Rekrutmen penyelenggara pemilu tidak bisa asal-asalan dan mendadak seperti Pemilu 9 April lalu. Akibatnya, KPU harus menuai masalah dengan tidak tercapainya target 9 Mei 2014 sebagai batas akhir rekapitulasi suara tingkat nasional. Hal ini terjadi karena ketidakberesan di tingkat TPS, kemudian merambat ke PPS, PPK, dan seterusnya. Penulis menilai ada beberapa hal yang perlu dievaluasi secara kritis dalam pelaksanaan Pileg yang lalu terutama evaluasi terhadap penyelenggara pemilu.
Rekrutmen
            KPU Pusat telah dilantik oleh Presiden pada 12 April 2012, selanjutnya dilaksanakan seleksi, pemilihan, dan pelantikan 2.650 orang komisioner yang dipilih di tingkat provinsi dan kabupaten/kota. Sehingga cukup waktu untuk menyiapkan pelaksanaan Pemilu. Untuk tingkatan ini tidak ada masalah, tapi untuk tingkatan penyelenggara pemilu ad hoc seperti PPK, PPS, dan KPPS justru itu menjadi biang masalah.
            Di banyak daerah, rekapitulasi penghitungan suara di tingkat desa/kelurahan oleh PPS maupun di tingkat kecamatan oleh PPK banyak menuai masalah. Penggelembungan suara maupun pergeseran suara kerap dijumpai di tingkatan ini. Ada yang karena motif ekonomi, ada pula yang bermotif kekeluargaan. Anggota PPS maupun PPK familinya ada yang menjadi caleg.
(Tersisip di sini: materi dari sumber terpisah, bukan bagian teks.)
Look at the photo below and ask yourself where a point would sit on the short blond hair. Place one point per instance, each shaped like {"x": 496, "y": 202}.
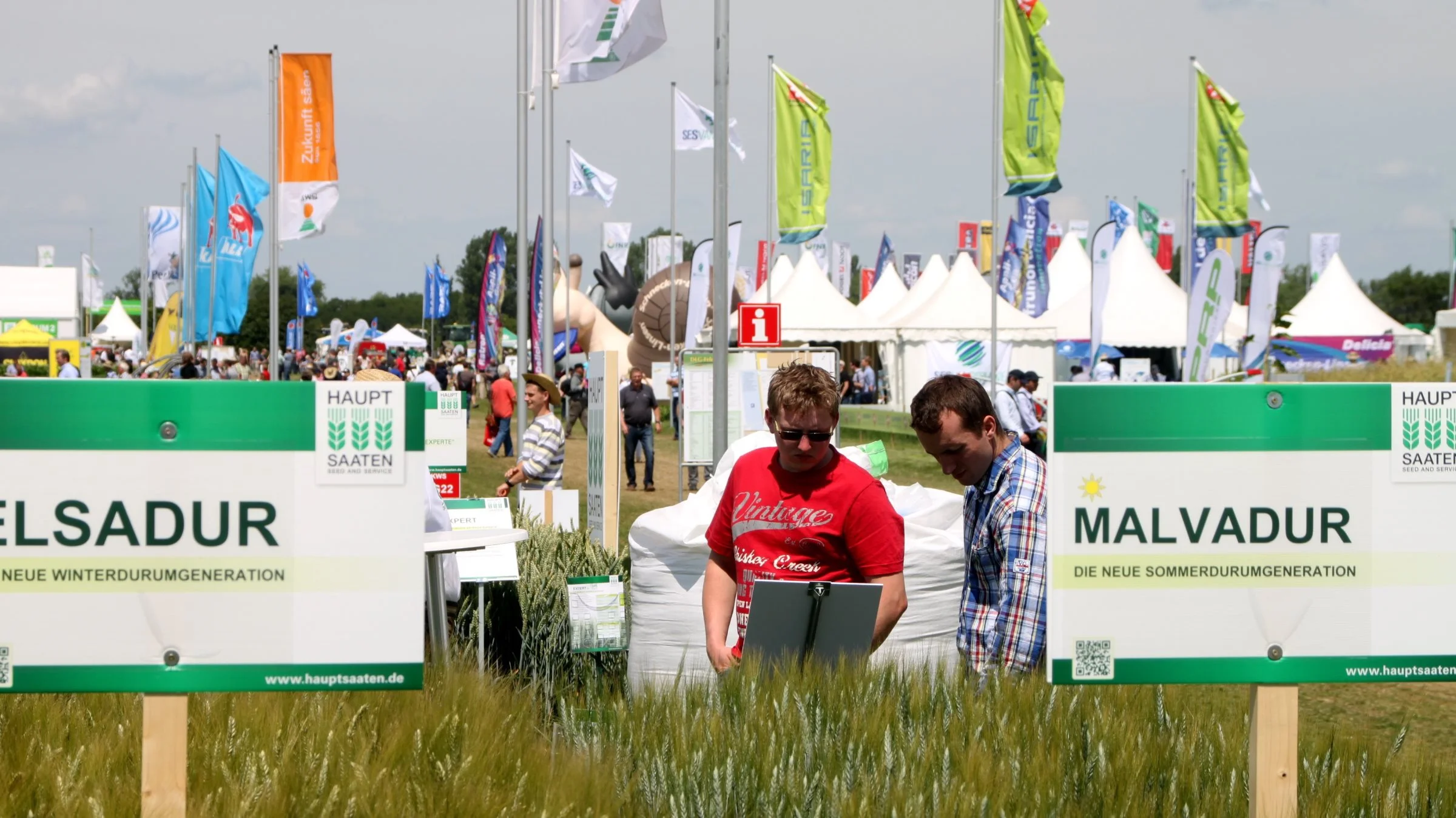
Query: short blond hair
{"x": 800, "y": 387}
Perlu diadakan perbaikan untuk rekrutmen anggota PPS dan PPK, dan menindak tegas mereka yang terbukti berbuat kecurangan.
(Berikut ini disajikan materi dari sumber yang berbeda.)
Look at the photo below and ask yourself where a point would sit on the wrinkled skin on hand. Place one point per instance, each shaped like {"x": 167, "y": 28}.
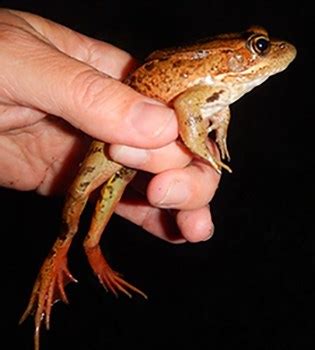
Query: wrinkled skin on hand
{"x": 55, "y": 93}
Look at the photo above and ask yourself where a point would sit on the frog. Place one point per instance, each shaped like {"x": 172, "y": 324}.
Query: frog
{"x": 200, "y": 81}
            Penyelenggara yang menjadi ujung tombak pelaksanaan pemilu adalah KPPS yang bertugas di TPS. Tapi sayang, kebanyakan KPPS tidak diberi sosialisasi, simulasi, dan pengetahuan yang baik tentang pemilu. Bahkan nyaris tidak ada sosialisasi bagaimana cara mengisi berbagai model formulir C (C1 s/d C6).
Akibatnya KPPS tidak mengerti bagaimana mensinkronkan antara jumlah pemilih yang menggunakan hak pilih, jumlah surat suara yang dipakai dan tidak terpakai, surat suara sah dan surat suara tidak sah. Terkadang ada kejadian aneh, jumlah suara sah lebih banyak dari jumlah pemilih maupun surat suara yang terpakai.
Persoalan lain adalah KPPS tidak mengetahui betapa pentingnya formulir model C1 yang berisi sertifikat hasil pemungutan suara. Banyak KPPS yang tidak tahu jika formulir model C1 harus dibuat rangkap 15 dengan perincian 12 untuk saksi parpol, 1 untuk panitia pengawas, 1 untuk PPS, dan 1 untuk KPU Kab/Kota (yang berhologram). Ada KPPS yang hanya membuat rangkap 3, sedangkan saksi parpol tidak dibagi. Ada juga KPPS yang malas membuat rangkapan, sehingga difotokopi. Akhirnya timbul protes secara berkelanjutan, mulai dari PPS, PPK hingga KPU.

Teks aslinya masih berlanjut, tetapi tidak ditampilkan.